1944: The first Tallboy bombs are dropped on 8th June at the Saumur railway tunnel in the Loire Valley, France. The success of these bombs leads on to an even bigger bomb of 22,000lb called “Grand Slam.”

1945: Barnes Wallis becomes a fellow of the Royal Society of London. On the 14th March Grand Slam bombs successfully destroy the Bielefeld Viaduct where smaller versions had failed.

1949: The goal in flight after World War Two was supersonic flight achieved by swept wing aircraft. Preliminary tests of Wallis’s Wild Goose model are held at Brooklands Racetrack in June.

1950: First take off of Wild Goose.

1951: Publication of Paul Brickhill’s book “The Dam Busters”.

1952: Cancellation of the Wild Goose project.

1954: First screening of the “Dambusters” film based on the book which immortalised Wallis and the crews of 617 Squadron. Wallis’s next project is a supersonic bomber called “Swallow”. Ground runs on the rail trolley are made at Predannack.

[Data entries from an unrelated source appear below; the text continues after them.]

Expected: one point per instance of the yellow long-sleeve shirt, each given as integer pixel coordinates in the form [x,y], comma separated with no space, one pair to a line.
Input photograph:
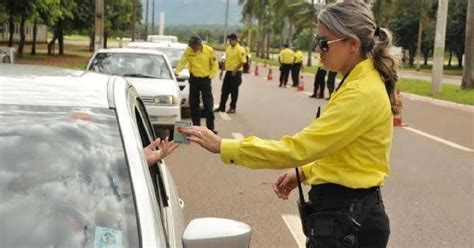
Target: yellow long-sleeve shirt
[348,145]
[234,56]
[286,56]
[298,57]
[201,63]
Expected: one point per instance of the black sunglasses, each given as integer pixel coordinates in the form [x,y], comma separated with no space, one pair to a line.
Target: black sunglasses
[323,43]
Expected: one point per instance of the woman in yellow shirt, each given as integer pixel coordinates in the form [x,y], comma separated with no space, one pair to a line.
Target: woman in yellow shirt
[344,155]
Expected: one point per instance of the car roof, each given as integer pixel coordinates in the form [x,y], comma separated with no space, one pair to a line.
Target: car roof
[129,50]
[49,86]
[157,45]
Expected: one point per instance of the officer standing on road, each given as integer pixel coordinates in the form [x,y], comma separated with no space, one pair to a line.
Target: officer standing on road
[202,67]
[297,64]
[286,62]
[234,60]
[345,153]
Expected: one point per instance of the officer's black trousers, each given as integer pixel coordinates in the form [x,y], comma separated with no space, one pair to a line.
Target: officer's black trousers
[331,81]
[349,218]
[295,73]
[284,73]
[201,87]
[319,82]
[230,86]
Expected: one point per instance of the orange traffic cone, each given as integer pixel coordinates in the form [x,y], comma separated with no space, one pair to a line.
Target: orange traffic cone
[397,119]
[301,83]
[256,71]
[269,76]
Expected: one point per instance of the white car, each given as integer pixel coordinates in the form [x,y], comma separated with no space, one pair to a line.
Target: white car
[174,52]
[151,74]
[74,172]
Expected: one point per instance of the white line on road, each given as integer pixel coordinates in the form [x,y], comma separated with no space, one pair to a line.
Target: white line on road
[238,136]
[293,223]
[446,142]
[224,116]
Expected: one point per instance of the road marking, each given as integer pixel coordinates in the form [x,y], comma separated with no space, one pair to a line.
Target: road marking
[293,223]
[238,136]
[224,116]
[446,142]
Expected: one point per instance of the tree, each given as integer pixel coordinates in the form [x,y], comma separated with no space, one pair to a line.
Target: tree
[66,10]
[468,73]
[405,24]
[457,28]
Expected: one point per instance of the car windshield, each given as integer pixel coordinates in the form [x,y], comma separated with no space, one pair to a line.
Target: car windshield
[131,65]
[174,54]
[64,180]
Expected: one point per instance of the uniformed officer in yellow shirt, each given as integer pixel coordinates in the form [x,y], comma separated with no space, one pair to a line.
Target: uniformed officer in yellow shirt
[202,67]
[344,154]
[234,60]
[285,59]
[296,68]
[248,61]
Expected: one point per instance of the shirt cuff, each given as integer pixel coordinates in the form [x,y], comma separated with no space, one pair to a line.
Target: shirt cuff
[307,172]
[230,151]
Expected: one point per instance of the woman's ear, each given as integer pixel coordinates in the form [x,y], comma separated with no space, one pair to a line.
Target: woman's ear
[354,45]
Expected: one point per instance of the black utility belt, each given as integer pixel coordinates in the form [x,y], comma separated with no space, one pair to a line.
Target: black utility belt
[327,196]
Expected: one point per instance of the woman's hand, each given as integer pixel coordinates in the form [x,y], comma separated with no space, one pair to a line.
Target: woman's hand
[202,136]
[286,183]
[165,148]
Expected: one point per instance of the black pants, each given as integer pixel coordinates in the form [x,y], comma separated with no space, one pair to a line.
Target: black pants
[201,87]
[295,73]
[344,217]
[230,86]
[331,82]
[284,73]
[319,82]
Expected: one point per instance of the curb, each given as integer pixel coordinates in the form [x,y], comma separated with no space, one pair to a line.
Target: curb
[438,102]
[434,101]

1955: First flight of Swallow.

1957: The Sandys Defence White Paper leads to major cuts in the Armed Forces and Swallow is cancelled.

1960: He produces a new design for an “all-speed” aircraft with a top speed of Mach 4-5. Much of this work leads on to the TSR-2 and Concorde projects although he was not directly involved.

1961: Barnes Wallis’s designs help build a large radio telescope in New South Wales, Australia, the Parkes Telescope.

1965: He proposes a fast, deep-diving submarine, which he said, would avoid detection by surface ships. Wallis’s ideas covered many engineering fields and he worked on the redesign of cooling towers after there had been a collapse at the new Ferrybridge power station.

1968: Wallis is knighted by H.M. Queen Elizabeth the Second.

1971: He retires from British Aircraft Corporation, but continues with aircraft design at home.

When and Where did he Die?

30th October 1979, Leatherhead Hospital, Leatherhead, Surrey, England of heart failure.

Age at Death:

92.

Marriage:

23rd April 1925 to Molly Bloxham who was 18 years his junior at St Luke’s Church, Hempstead.

Site of Grave:

St. Lawrence Church, Effingham, Surrey next to his wife.
Wallis is in the South-East corner of the Churchyard between the Vestry and the Old Vicarage. His headstone has an airship and an aircraft on it. Wallis was once Secretary of the Parochial Church Council for this church.

Places of Interest:

LINCOLNSHIRE:

Petwood Hotel, Woodhall Spa has a small museum about 617 Squadron.

LONDON:

RAF Museum London, Grahame Park Way, London, NW9 5LL.
Science Museum Library holds his papers, South Kensington.

NOTTINGHAMSHIRE:

Newark (Notts & Lincs) Air Museum Ltd, Drove Lane, Newark, Notts, NG24 2NY.

SURREY:

Brooklands Museum, Brooklands, Weybridge.
Lived at White Hill House, Beech Avenue, Effingham.

YORKSHIRE:

Yorkshire Air Museum, Halifax Way, Elvington, York.
Barnes Wallis Inn, Station Road, North Howden, Near Goole, has Wallis memorabilia.